While Finance Minister Nureddin Nebati said Turks’ dollar holdings have been falling, official data showed local holdings of hard currencies soared to a record https://tmsnrt.rs/3eyYdi6 $238.97 billion last week.

At the same time the central bank’s net foreign currency holdings - its effective buffer against financial crisis - plunged to nearly a two-decade low.

The lira has shed as much as 20% in four trading sessions, reversing a more than 50% rally over the previous five days triggered by a new state scheme to protect local deposits from depreciation losses versus hard currencies.

However, Thursday’s data showed that most of last week’s lira appreciation in fact had been driven by central bank intervention, said Per Hammarlund, chief EM strategist at SEB.

“(The locals) are not rushing to convert their dollar savings into lira, that is for sure,” Hammarlund added.

On Thursday, the lira weakened to 13.4 to the dollar before recovering to 13.00 by 1630 GMT, still down 4.7% on the day. Swinging from 18.4 to 10.25 over the last two weeks, the lira’s dizzying ride has seen Turks’ savings depleted and household budgets upended.

The fast-moving currency crisis was set off by a series of aggressive interest rate cuts beginning in September that were sought by President Tayyip Erdogan under his “new economic programme” focused on exports and credit.

Economists and opposition lawmakers called the easing reckless given inflation had climbed above 21%, and is expected to soar beyond 30% this month and in the months ahead, due to the sharp lira depreciation.

Nebati - whom Erdogan appointed earlier this month - said on Wednesday the volatility was not worrying and predicted single-digit inflation by 2023, which is much more optimistic than analysts’ views.
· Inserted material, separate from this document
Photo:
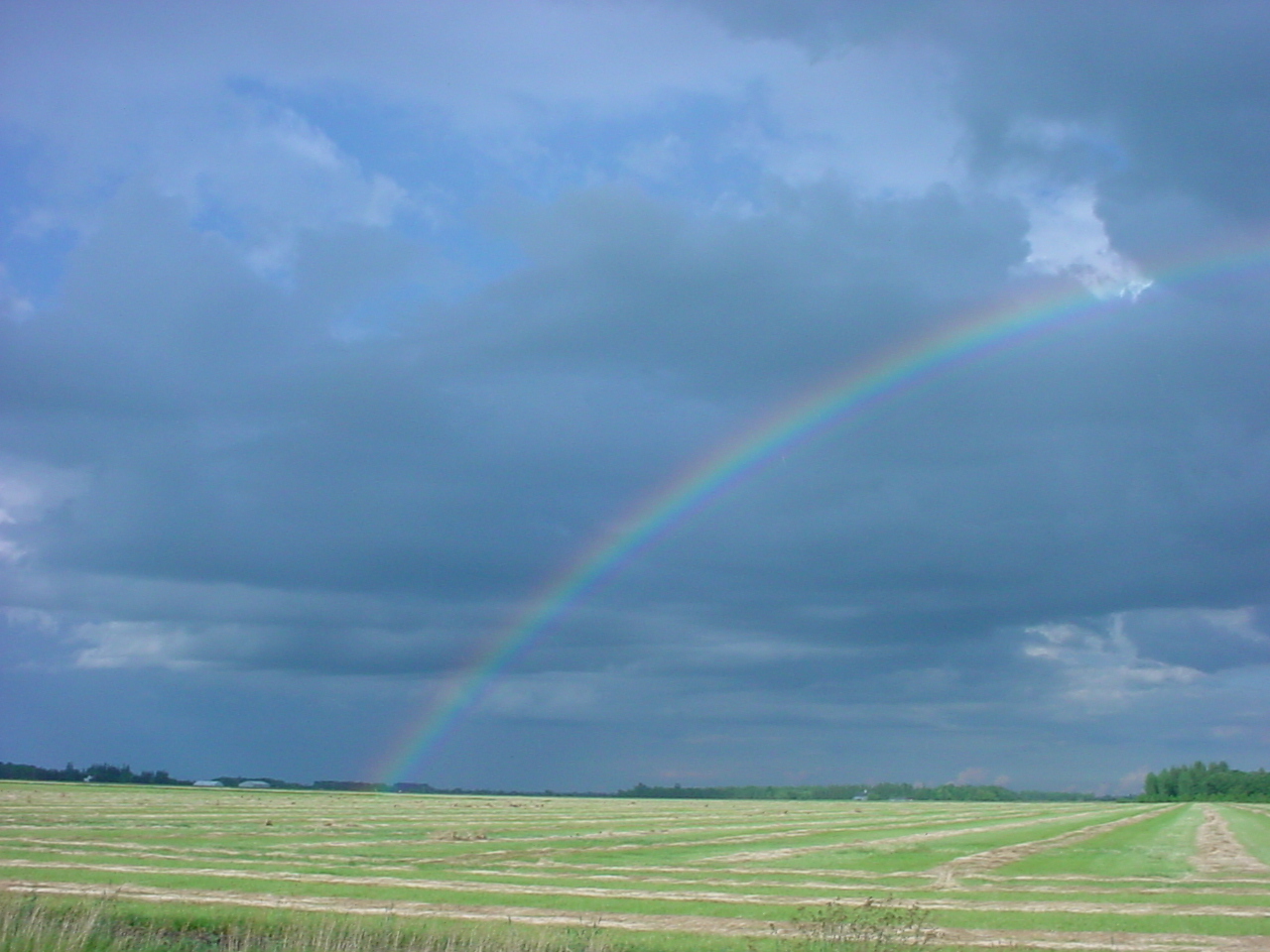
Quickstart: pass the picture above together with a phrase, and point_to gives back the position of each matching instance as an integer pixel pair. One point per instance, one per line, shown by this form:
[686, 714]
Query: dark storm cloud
[287, 421]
Nebati also said there were no state interventions to sell dollars and boost the lira last week, despite data showing reserves fell in what bankers and economists said reflected state-backed market support.

THIN BUFFER

Central bank data showed net international reserves hit $8.63 billion last week, their lowest since 2002, from $12.16 billion a week earlier. Gross forex reserves fell $5.81 billion to $72.56 billion.

The central bank has announced five direct interventions this month to support the lira, which bankers say totaled $6-$10 billion. There were no intervention notices in the last two weeks, when the reserves began to plunge.

Foreign currency and gold held by Turkish locals reached $238.97 billion last week. Adjusted for parity effect, holdings rose $1.46 billion, while those of individual investors alone fell by $136 million.

The scheme unveiled by Erdogan is meant to reverse the tide of dollarisation. Under it, the Treasury or central bank covers the difference between deposit rates and the foreign exchange and gold rate for lira converted into the new instrument.

The scheme provided some backstop for the currency, said Marek Drimal at Societe Generale, though “market participants need to see tangible steps to address underlying problems in the economy.”

Many economists and political analysts warn that if the lira continues to depreciate, the scheme could stoke inflation and add to the state’s fiscal burden.

“Emergency measures put in place are only going to give short term relief; in the long term, they seem likely to exacerbate the crisis,” said Howard Eissenstat, associate professor of Middle East history at St. Lawrence University in New York State.

Nebati told broadcaster CNN Turk that 59.8 billion lira ($4.60 billion) were in the protected deposits as of Wednesday and local investors’ foreign currency deposits declined by $7 billion to $162 billion since the scheme was announced.